Vanguard takes the weight at Afrox’s Coega expansion
A 100-tonne, 38-metre long ‘cold box’ and other equipment was recently moved by Vanguard for Afrox’s R300-million Air Separation Unit (ASU) at the Coega Industrial Development Zone (IDZ) near Port Elizabeth.
With a production capacity of 150 tonnes per day, the ASU will produce a variety of industrial gases for the automotive, food processing and medical sectors in the Eastern Cape, and will give Afrox direct access to customers throughout the province.
The new plant – the first of its kind in Africa – has been constructed by Linde Engineering, a subsidiary of the German Linde Group, of which Afrox is a member. The cold box is an insulated enclosure containing cryogenic heat exchangers, distillation columns and associated valves and piping.
Contracting to German forwarding company TRANSGERMA Riedl & Kiehntopf GmbH, Vanguard discharged the cold box directly from the vessel in the Coega port onto a long self-propelled modular trailer (PST), to make the three-hour journey to Afrox’s new site in the IDZ.
“The trailer configuration is mainly governed by the route to our destination and the mass and geometry of the load,” said Roland Cumings, managing engineer at Vanguard. “By virtue of being self-propelled, the trailer allowed an over-hang on the front and back, so we were able to reduce the length of the trailer thereby tightening up the turning radius.”
This ensured that the trailer could negotiate the road corners and the access to site without making changes to any infrastructure. While the distance from the port to site was limited, the route was within the Coega IDZ and strict authorisations were required from the Coega Development Corporation to preserve civil works.
“The IDZ permits are even stricter than national and regional roads, involving the submission of traffic management plans, risk assessments and engineering reports,” he said. “We engineered this particular solution for our client in order to reduce the risk and cost of making changes to IDZ infrastructure.”

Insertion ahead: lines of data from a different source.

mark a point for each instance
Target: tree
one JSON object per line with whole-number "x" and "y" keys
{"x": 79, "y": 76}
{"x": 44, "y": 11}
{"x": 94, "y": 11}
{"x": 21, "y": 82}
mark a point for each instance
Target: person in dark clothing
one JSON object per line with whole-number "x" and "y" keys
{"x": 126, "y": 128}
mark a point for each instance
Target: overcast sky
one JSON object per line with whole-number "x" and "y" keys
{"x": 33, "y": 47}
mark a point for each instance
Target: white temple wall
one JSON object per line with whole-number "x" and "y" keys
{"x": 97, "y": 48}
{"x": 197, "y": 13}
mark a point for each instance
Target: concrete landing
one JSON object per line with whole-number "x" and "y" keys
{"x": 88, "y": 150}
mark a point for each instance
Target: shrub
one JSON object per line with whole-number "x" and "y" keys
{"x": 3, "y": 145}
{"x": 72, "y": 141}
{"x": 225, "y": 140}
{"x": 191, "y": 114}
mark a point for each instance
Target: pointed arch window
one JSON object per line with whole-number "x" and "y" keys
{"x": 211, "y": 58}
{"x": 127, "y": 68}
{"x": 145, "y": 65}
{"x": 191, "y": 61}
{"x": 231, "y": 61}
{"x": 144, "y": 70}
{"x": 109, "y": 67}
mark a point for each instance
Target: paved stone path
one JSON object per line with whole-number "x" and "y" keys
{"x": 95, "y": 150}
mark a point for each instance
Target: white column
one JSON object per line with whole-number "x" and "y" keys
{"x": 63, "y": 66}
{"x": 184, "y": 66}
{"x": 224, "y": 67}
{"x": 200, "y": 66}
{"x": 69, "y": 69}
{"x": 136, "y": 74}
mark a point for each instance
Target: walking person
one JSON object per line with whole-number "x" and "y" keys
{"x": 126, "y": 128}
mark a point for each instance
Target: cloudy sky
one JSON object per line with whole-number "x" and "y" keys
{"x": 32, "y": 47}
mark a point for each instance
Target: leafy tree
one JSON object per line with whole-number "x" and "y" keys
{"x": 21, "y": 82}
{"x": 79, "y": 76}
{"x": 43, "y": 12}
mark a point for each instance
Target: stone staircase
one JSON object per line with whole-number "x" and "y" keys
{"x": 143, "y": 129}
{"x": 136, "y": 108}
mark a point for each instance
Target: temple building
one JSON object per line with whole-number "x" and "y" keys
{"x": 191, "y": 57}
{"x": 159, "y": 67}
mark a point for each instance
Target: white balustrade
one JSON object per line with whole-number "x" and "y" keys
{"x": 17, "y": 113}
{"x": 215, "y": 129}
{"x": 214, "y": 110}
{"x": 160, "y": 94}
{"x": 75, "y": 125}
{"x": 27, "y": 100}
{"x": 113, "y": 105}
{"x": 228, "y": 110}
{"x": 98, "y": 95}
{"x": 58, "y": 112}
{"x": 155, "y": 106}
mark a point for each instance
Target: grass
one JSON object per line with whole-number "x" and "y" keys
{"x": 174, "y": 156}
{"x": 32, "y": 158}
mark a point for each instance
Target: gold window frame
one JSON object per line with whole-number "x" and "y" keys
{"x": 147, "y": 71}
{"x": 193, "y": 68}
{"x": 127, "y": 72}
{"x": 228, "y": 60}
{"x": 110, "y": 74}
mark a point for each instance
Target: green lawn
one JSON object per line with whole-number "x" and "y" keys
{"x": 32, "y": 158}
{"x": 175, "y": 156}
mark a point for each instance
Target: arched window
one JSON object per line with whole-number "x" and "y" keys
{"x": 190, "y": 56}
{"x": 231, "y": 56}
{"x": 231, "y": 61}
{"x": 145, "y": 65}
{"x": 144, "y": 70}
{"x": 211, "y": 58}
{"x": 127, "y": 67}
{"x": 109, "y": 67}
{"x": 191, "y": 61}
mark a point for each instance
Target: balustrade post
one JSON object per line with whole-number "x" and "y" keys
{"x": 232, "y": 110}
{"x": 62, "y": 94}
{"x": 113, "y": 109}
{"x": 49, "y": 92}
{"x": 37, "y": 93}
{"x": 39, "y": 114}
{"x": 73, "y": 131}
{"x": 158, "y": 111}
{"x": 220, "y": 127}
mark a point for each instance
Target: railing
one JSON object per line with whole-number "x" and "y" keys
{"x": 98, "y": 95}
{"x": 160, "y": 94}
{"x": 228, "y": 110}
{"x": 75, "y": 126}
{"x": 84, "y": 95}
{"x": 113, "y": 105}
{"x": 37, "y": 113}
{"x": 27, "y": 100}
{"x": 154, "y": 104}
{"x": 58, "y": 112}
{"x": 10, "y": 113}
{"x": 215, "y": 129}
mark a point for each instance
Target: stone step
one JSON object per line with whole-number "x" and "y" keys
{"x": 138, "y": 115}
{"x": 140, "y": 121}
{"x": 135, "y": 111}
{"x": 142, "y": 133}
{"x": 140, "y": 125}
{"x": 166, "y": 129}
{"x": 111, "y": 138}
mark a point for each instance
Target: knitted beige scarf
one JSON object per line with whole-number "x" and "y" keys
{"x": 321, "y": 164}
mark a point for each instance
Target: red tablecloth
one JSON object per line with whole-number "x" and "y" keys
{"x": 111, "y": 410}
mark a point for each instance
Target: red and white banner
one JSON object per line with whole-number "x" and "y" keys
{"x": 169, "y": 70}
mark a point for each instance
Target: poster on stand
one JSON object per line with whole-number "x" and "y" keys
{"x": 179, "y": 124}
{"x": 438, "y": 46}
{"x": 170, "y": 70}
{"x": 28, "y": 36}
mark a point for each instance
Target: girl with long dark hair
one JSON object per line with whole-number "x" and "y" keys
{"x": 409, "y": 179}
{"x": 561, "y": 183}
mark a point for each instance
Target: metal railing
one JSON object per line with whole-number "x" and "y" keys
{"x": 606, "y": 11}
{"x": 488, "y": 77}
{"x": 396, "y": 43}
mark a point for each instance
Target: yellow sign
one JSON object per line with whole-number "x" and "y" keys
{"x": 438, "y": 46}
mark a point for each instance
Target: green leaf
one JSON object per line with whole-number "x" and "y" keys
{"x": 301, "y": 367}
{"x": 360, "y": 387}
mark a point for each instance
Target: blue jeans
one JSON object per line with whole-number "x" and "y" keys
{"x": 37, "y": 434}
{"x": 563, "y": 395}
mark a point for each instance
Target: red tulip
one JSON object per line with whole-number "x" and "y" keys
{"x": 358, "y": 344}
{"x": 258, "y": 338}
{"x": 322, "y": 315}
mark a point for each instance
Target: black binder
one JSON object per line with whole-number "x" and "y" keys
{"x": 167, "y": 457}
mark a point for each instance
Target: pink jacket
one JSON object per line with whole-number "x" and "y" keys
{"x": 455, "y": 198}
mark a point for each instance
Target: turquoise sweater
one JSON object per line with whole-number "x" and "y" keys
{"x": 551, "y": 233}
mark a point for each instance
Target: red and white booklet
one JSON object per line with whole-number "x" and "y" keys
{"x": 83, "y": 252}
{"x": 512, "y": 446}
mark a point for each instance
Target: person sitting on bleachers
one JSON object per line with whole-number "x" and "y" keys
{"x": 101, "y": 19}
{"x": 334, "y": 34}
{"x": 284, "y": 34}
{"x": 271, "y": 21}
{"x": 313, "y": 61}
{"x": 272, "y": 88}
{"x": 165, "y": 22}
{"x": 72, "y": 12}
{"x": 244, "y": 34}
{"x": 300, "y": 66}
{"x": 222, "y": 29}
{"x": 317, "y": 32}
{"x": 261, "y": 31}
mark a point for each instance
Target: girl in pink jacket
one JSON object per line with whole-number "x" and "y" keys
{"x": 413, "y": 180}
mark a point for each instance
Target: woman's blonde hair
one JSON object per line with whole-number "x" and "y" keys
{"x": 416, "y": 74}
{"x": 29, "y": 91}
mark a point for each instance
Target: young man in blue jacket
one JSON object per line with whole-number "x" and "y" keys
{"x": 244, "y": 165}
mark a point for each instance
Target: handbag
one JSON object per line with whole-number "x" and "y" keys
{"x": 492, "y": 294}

Positioned on staging beams on the PST, the cold box could then be staged on stands at the Afrox site while the trailer was hydraulically lowered and driven out.
The second phase of Vanguard’s contract was to move another shipment of Afrox plant, this time comprising four large tanks – three for nitrogen and one for oxygen – each weighing about 100 tonnes and measuring almost 30 meters in length.
“These were more technical moves, requiring long trailers and dealing with some challenging constraints such as very tight clearances between the large diameter tanks and the bridges and portal sign we had to pass under,” said Cumings. “There were at times less than two inches of clearance after activating the hydraulic lowering functions on the trailer.”
Vanguard also handled all the smaller shipments of cargo such as containers and smaller break-bulk, as a series of shipments came in over a three-month period up to October 2014.
Cumings emphasised the importance of the detailed planning and engineering process that precedes any of Vanguard’s projects, ensuring that all challenges are factored in to the equation and addressed timeously and efficiently.
“This takes the risk out of the project, so the client will have the comfort of knowing that their budgets and other deadlines will not be disrupted by delays or over-runs,” he said.